Sammy es amable y cortés, Sammy sabe su trabajo y me toma medidas con precisión y rapidez, Sammy hace las cosas con tal ligereza que hasta me olvido por un instante de su esfuerzo por transformar mis excesos en números que reflejen las proporciones necesarias de esa camisa o de ese pantalón que vendrá al rescate de los maltratados de mi última compra en la tienda para gordos. Un sastre así es una maravilla en un lugar del mundo donde —todavía— la obesidad no es un problema de salud pública y donde —por el contrario— el metro sesenta y los cincuenta kilos se consideran absolutamente normales. Si no fuera por esa gota de sudor que lo traiciona, se diría que a Sammy no le cuesta trabajo transformar mis redondeces en esos guarismos que sólo él puede entender.
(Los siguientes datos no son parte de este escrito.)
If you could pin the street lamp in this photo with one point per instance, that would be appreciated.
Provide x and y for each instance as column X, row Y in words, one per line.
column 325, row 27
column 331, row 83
La conversación es larga y es amena, Sammy y los otros tienen tiempo para todo, nada los apura, el cliente es primero y así hablamos de Japón —donde viven mis amigos— y de Indonesia —donde vivo yo—, hablamos de la India, de la casa, del hogar, de los viajes y de los paseos. Una cosa lleva a la otra y le hago a Sammy la pregunta que tenía atravesada desde que leí que Tailandia es —aun más que otros países del sudeste asiático— el paraíso de los solteros. “Sammy, ¿cuál es la playa que nos aconsejas visitar”, pregunto como quien no quiere la cosa. “Eso depende”, me responde, “si es un viaje familiar o de diversión”. “Digamos que no tengo hijos”, contesto y él sonríe. “Perfecto, si de diversión se trata, visiten Pattayá, allí la fiesta nunca termina”. “Muy bien”, interviene Eddie que ha estado escuchando nuestra conversación, “iremos a Pattayá y esta vez el hotel lo escoges tú y a ver a dónde nos llevas...”.

Pudimos quedarnos allí toda la mañana pero Joe nos esperaba. Íbamos a ir “al palacio del rey” y debimos despedirnos. La ropa, “lista para llevar”, estaría terminada en tres días “pero mañana en la mañana hacemos la prueba”.

Joe enrumbó al palacio. En el camino (yo me senté adelante) me habló por largo rato de las maravillas turísticas de su patria. Porque Joe no sólo maneja, también hace de relacionista público o representante de una serie de empresas locales que prestan servicios para los millones de turistas que llegan a Tailandia. Con Joe el aburrimiento es imposible, su cartera de posibilidades va desde la sastrería a la que fuimos hasta el palacio del rey, pasando por templos, restaurantes, palacios, clubes, mercados, excursiones y cuanta cosa pueda uno imaginar hacer o deshacer —de día o de noche— en Bangkok, ese lugar fascinante y sórdido, luminoso y turbio, interesante.

“Esta noche vamos al ping-pong”, me dijo en tono cómplice. Sólo horas después descubriría uno de esos bares surrealistas, donde las mujeres desnudas realizan unos bailes mundialmente famosos. Es un lugar repleto de mujeres sirviendo y tomando alcohol, mujeres bailando, mujeres esperando, mujeres y mujeres, donde los únicos hombres somos los turistas (aunque también hay mujeres, y muchas) y la media docena de “elementos de seguridad” que con caras de perro y sin saludar, te reciben en la puerta.

Sí, en la noche fuimos al ping-pong, pero antes fuimos al Palacio.